Ma perché mai il Signore, prima ti dà una Croce, poi te la toglie, o te l'alleggerisce?
del 01 gennaio 2002
Articolo scritto per il settimanale diocesano e apparso sullo stesso il 7 marzo 1993.
Ogni volta che l'orario mi permette una piccola sosta nella stazione di Firenze, non manco di entrare nella vicina basilica di S. Maria Novella.
E corro subito, sulla sinistra, a inginocchiarmi davanti a un singolare affresco intitolato «Trinità», ma che in effetti riproduce la Crocifissione: con lo Spirito che aleggia facendo splendere il capo del Padre, il quale, sovrastando sul Figlio in Croce, sembra gli protegga le spalle.
L'opera, splendida, è del Masaccio. Ma io corro a contemplarla, non tanto per motivi estetici, quanto perché nella diuturna penombra della Chiesa, al timido guizzare delle fiammelle, mi sento subito immerso nel mistero struggente del Calvario e, soprattutto, perché nell' affresco è riportato un messaggio teologico di grande densità.
Dietro la Croce, infatti, che sembra sollevarsi da terra, Dio Padre, con le braccia distese, sostiene con i suoi polsi non solo il legno, il «dulce lignum», ma anche il carico delle sue ferraglie patibolari, i «dulces clavos», e, soprattutto, il peso del condannato, il «dulce pondus».
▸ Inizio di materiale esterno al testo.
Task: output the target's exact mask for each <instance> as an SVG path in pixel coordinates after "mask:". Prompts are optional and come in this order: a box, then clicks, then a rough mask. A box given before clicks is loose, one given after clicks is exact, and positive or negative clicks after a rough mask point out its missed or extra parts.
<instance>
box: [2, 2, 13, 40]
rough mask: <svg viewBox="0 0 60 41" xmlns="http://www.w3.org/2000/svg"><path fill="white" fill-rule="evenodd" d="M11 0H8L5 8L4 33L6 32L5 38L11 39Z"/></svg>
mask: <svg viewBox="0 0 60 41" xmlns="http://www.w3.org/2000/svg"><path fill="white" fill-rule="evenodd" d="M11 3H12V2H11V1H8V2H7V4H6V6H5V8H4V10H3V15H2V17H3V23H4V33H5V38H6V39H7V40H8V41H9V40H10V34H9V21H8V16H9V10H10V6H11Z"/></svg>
Vi assicuro: è una contemplazione che vale la lettura di tutti i quaresimali del Savonarola.
È un «testo» che fa schizzare dal cuore «tuo» fiotti di speranza con la stessa forza con cui, dal costato «suo» schizzano fiotti di sangue, del quale vorresti ubriacarti.
È un invito alla fiducia che parte dal cuore di Dio. Egli alleggerisce sempre le Croci dei suoi figli. Anzi, se ne fa carico totale. E, poi, per farli giungere questi messaggi d'amore, non disdegna di usare, come carta per scrivere, perfino i calcinacci!
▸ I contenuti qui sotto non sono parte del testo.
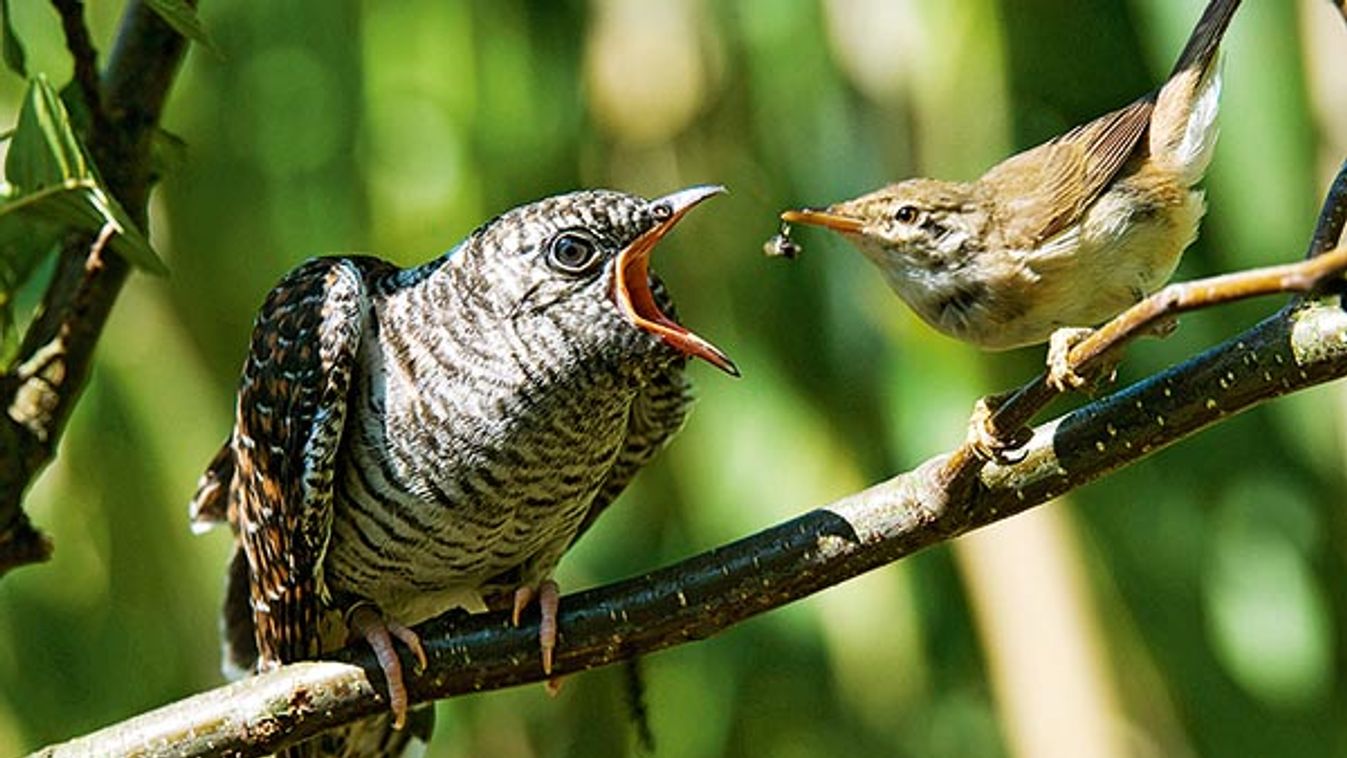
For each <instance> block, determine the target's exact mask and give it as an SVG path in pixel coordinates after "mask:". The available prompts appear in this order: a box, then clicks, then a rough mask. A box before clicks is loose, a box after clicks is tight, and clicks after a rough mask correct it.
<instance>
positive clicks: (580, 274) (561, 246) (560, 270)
mask: <svg viewBox="0 0 1347 758" xmlns="http://www.w3.org/2000/svg"><path fill="white" fill-rule="evenodd" d="M597 260H598V244H595V242H594V240H593V238H591V237H590V236H589V234H585V233H583V232H574V230H572V232H562V233H560V234H558V236H556V237H552V241H551V244H550V245H548V246H547V264H548V265H551V267H552V268H554V269H556V271H559V272H562V273H570V275H581V273H586V272H587V271H589V269H590V267H593V265H594V263H595V261H597Z"/></svg>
Certo il nostro Dio è un Dio che sconcerta. Non allineato con nessuna logica umana. Imprevedibile.
E noi lo avvertiamo, soprattutto quando la vita, prima o poi, ci conduce a dover intrecciare rapporti col dolore, fisico o morale, e con Colui che ne permette il devastante dispiegarsi sulle nostre carni o sulla nostra anima.
Ma perché mai il Signore, prima ti dà una Croce, poi te la toglie, o te l'alleggerisce?
Perché si diverte con noi, con questo stile che non è assolutamente praticato nei nostri giochi di amore terreni?
Perché questo «cuci-scuci» sul panno già sfibrato della nostra povera vita?
È difficile rispondere. L'unica cosa che si può dire (essenziale, però, e appagante) è che il Signore non ci lascia soli nella prova. No! Il suo non è il divertimento di chi prova gusto a vederci dondolare sull' altalena dei dolori. Egli è triste quando noi siamo tristi. Piange quando piangiamo. Non solo accanto al letto delle malattie fisiche che distruggono inesorabilmente il nostro corpo, ma anche al capezzale dei nostri dolori morali: la fuga di una figlia, che è partita in campeggio con compagni sconosciuti, e non è tornata più. L'abbandono della casa nuziale di lui che si è innamorato della sua collega d'ufficio. Il pianto di quei genitori che se ne vanno insieme alloro crepuscolo mentre osservano nei figli il rifiuto di tutti i valori portanti che innervano l'esistenza. L'ombra di un fallimento economico. Il capestro strozzino degli usurai... che stanno alle porte.
Quante croci, di fronte alle quali il volto del Padre si oscura, come se fossero ostacoli ineluttabili anche per lui!
Ma ecco che Egli si muove a compassione di chi lo invoca, e corre a deporlo dalla croce, o a sostenerlo con tutto il suo carico.
Grazie, Trinità Santissima, per questo messaggio di luce, di speranza e di coraggio che ci trasmetti dalle croste di quelle pareti.
Io non so se tornerò più a Firenze, a contemplarti in questo mistero del Tuo «con-soffrire» con gli uomini.
Una cosa è certa: che continuerò a lottare, perché so che alle spalle ci sei Tu e che, quando per me incomberanno le ombre della notte, forse grazie anche all'af fresco del Masaccio, mi addormenterò tranquillo tra le Tue braccia.